Sam Bloom and her family recently explored Tropical North Queensland, enjoying the numerous accessible options the region provides. Read on to delve deeper into Sam’s story and explore the varied experiences she encountered.
Ever since I was young, I’ve always loved to travel. The catalyst could have been when I was in 1st grade and mum and dad pulled me, my brother and sister out of school to travel overland around Australia in a Toyota 4wheel drive. I’ll never forget driving along endless dusty roads and particularly the pristine beaches of Tropical North Queensland.
Fast forward 30 years and I’m fortunate to have travelled to over 35 countries and much of Australia. This love of travel came to a grinding halt whilst we were on a vacation in Thailand when I fell through a rotten balcony railing. I sustained many injuries but none worse than breaking my back and becoming paralysed from the chest down. Since the accident, travel has been hard. So hard I thought I’d never be capable of traveling again. But over the past few years, I’ve noticed there are more accessible options and a greater willingness from the travel industry to provide better options for people living with a disability or those travelling in a wheelchair like me.
Skypark Cairns by AJ Hackett
With QLD promoting ‘2023 The Year Of Accessible Travel’ Far North Queensland couldn’t be a better option for those living with a disability to come and explore the diverse landscape and natural beauty.
My husband, Cam, and I recently embarked on a bustling trip to Tropical North Queensland with our three boys, making the most of every moment.
The adventure began with excitement as we made our way to Skypark Cairns by AJ Hackett. My two sons and I experienced the thrill of the giant swing, and the attentive staff ensured a comfortable and enjoyable time. While the bungee facilities do accommodate wheelchair users for jumping, I entrusted that exhilarating experience to Cam and the boys!
Palm Cove & Port Douglas
Next, we journeyed to our initial hotel, ensuring each accommodation featured accessible rooms. Our first destination was The Reef House in Palm Cove, a gorgeous adult-only (16 and over) resort along the esplanade. We secured a beach wheelchair (complimentary) from the lifesaving tower, providing us the joy of cruising along the beach with effortless access to the water.

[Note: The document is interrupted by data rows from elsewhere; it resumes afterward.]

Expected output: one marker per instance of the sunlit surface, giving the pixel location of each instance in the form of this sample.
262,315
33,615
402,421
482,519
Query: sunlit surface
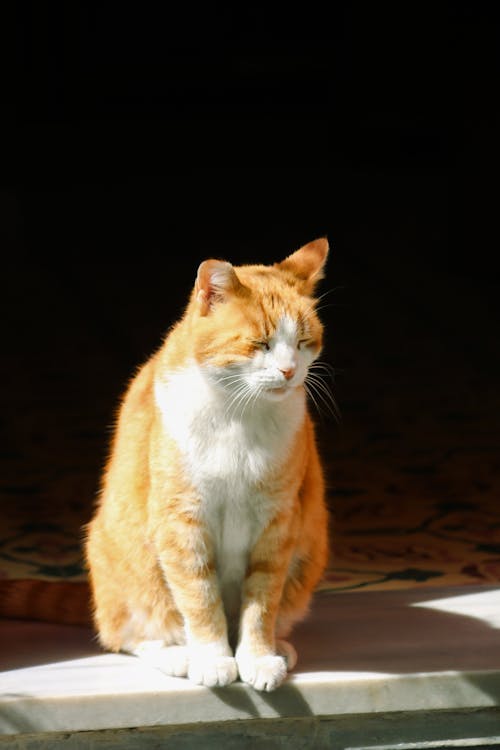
482,605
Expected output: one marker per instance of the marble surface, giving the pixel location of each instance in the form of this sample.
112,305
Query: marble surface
359,653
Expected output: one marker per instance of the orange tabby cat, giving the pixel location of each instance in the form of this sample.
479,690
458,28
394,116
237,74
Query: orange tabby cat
211,531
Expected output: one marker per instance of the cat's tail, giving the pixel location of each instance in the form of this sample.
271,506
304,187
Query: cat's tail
61,602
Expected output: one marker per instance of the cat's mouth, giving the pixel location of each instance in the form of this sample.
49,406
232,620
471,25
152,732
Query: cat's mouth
279,391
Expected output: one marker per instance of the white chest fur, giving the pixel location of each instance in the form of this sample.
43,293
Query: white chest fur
227,458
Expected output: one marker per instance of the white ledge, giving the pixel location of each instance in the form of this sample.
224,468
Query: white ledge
359,653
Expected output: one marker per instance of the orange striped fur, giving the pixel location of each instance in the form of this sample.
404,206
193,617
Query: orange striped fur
211,530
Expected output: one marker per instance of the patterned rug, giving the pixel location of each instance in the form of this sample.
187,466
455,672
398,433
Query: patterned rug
413,465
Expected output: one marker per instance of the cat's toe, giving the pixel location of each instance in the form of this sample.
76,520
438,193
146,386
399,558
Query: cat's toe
262,672
213,672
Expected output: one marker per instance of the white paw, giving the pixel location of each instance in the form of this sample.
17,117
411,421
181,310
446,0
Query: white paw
171,660
212,664
212,671
262,672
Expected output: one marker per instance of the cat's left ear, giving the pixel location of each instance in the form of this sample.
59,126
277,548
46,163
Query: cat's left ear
216,281
307,263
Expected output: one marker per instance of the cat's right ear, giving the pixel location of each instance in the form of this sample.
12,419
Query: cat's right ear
215,282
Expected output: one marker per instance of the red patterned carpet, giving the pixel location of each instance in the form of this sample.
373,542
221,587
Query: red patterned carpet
413,465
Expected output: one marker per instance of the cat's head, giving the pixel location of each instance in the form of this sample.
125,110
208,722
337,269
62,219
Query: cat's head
255,328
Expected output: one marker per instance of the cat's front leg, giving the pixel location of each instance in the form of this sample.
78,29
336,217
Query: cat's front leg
187,559
262,661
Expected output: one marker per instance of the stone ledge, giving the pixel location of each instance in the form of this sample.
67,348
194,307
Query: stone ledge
417,652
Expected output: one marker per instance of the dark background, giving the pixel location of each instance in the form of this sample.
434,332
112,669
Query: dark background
151,139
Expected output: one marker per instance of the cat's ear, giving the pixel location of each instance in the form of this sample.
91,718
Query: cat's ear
307,263
215,282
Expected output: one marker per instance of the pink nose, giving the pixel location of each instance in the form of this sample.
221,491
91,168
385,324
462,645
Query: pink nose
289,373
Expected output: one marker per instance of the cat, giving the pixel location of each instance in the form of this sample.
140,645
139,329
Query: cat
211,531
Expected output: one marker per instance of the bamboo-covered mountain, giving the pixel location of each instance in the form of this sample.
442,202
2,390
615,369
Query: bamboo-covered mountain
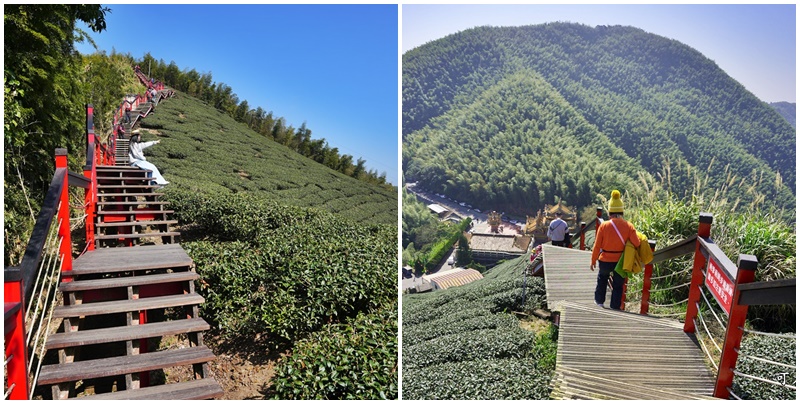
511,118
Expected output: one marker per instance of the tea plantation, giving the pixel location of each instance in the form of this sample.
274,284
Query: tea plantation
463,343
293,257
204,150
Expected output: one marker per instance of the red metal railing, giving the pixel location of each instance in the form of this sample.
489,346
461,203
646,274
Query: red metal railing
714,272
20,283
726,282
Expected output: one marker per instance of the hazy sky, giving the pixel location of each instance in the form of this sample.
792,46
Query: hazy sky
754,44
331,66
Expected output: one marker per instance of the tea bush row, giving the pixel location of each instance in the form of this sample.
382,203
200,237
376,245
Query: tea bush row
495,296
454,325
284,270
507,342
353,360
774,349
203,150
461,343
483,379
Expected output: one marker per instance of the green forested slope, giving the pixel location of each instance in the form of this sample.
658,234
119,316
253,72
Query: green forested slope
670,109
205,150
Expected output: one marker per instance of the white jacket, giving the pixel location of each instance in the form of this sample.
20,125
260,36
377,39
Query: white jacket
137,148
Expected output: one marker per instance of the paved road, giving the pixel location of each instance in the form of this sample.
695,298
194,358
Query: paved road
479,219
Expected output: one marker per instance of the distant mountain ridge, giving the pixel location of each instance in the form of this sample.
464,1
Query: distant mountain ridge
652,104
207,151
787,110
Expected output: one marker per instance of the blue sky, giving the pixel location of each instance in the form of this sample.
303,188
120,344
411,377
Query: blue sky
754,44
334,67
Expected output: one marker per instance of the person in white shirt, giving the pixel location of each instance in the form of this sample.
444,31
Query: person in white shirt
557,232
137,156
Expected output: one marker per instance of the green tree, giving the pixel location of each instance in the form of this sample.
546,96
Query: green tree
43,103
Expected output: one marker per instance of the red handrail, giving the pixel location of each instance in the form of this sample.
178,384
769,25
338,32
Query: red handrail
714,270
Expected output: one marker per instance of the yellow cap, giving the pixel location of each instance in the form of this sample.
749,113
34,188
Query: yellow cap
615,206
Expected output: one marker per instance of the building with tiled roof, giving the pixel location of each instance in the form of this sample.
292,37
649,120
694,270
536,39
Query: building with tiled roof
452,277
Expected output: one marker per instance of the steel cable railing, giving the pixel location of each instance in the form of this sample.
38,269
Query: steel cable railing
671,304
705,350
710,308
686,271
706,329
45,280
786,365
44,340
671,287
32,310
768,334
730,391
761,379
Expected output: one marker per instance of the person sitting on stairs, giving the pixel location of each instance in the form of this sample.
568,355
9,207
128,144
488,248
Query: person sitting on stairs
137,156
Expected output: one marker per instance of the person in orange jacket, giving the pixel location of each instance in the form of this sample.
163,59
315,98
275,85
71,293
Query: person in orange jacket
609,244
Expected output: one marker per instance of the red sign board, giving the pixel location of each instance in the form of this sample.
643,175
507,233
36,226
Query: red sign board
720,284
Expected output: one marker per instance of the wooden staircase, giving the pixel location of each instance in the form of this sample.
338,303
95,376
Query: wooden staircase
128,209
130,313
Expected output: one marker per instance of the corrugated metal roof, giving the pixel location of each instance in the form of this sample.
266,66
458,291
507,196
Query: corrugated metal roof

The next day we drove to Port Douglas, where we reached the breathtaking Sheraton Grand Mirage Resort. A beachfront resort boasting more than two hectares of stunning saltwater lagoon pools, perfect for swimming and relaxation.

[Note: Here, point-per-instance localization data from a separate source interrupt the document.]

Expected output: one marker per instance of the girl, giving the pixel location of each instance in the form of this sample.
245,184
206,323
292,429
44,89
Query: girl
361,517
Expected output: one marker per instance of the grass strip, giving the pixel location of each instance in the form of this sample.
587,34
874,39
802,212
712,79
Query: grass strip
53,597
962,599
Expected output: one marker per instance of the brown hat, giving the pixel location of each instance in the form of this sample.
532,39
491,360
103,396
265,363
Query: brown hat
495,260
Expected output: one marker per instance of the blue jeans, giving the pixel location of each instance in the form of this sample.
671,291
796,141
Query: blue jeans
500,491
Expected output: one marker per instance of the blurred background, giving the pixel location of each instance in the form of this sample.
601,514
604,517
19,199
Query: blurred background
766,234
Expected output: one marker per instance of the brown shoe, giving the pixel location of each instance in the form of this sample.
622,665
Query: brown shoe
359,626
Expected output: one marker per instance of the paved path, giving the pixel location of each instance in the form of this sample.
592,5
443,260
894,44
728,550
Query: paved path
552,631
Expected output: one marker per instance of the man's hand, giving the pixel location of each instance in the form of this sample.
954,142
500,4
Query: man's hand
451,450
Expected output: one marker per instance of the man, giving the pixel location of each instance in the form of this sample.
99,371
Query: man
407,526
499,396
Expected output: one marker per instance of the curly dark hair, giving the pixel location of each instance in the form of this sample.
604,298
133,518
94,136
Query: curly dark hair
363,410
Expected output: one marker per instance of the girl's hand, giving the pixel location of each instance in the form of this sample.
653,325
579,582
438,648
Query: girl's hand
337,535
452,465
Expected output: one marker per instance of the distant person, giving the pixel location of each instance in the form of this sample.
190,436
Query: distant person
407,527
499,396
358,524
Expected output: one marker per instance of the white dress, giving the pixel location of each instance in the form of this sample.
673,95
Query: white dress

Mossman Gorge & Silky Oaks
Exploring Mossman Gorge, we immersed ourselves in a captivating smoke ceremony and enjoyed wheelchair-accessible amenities such as the shuttle bus, picnic area, toilets, and the inclusive rainforest boardwalk, Baral Marrjanga, leading to the Mossman River lookout.
Next, we ventured to our accomodation for the night, Silky Oaks Lodge. We stayed in the generously sized Rainforest Retreat suite designed for wheelchair accessibility. Additionally, we participated in daily guided walks with wheelchair access available upon request and explored uneven self-guided trails. Silky Oaks even have a mobility fact sheet that outlines the areas of the resort suitable for wheelchair uses.
Great Barrier Reef & Cape Tribulation
The following day, we rose early to embark on a journey to the Great Barrier Reef with Quicksilver Cruises. Their Agincourt Reef platform stands out for hosting the sole water-powered lift on the Great Barrier Reef, facilitating wheelchair access to the water.
Back on land we then entered one of the world’s oldest rainforests and headed for Cape Tribulation. It revealed a captivating fusion of lush rainforests meeting pristine beaches. Nestled in the Daintree Rainforest, the destination’s distinctive mix of biodiversity and beauty left me in awe. Whether wandering the boardwalks or savouring the endless beaches, each moment had us immersed in the wonders of nature.
Travelling in a wheelchair shouldn’t preclude you from enjoying many of the activities able bodied people experience, nor should it stop you from seeing this beautiful country. It’s great to see many operators fully embrace the huge accessible market that is out there and make traveling equitable for everyone who’s willing.
With QLD promoting ‘2023 The Year Of Accessible Travel’ Far North Queensland couldn’t be a better option for those living with a disability to come and explore the diverse landscape and natural beauty. Our 5 days was way too short but I’m sure to be back in no time.
Disclaimer: Please check with operators before booking, as experiences may be available on a case-by-case basis.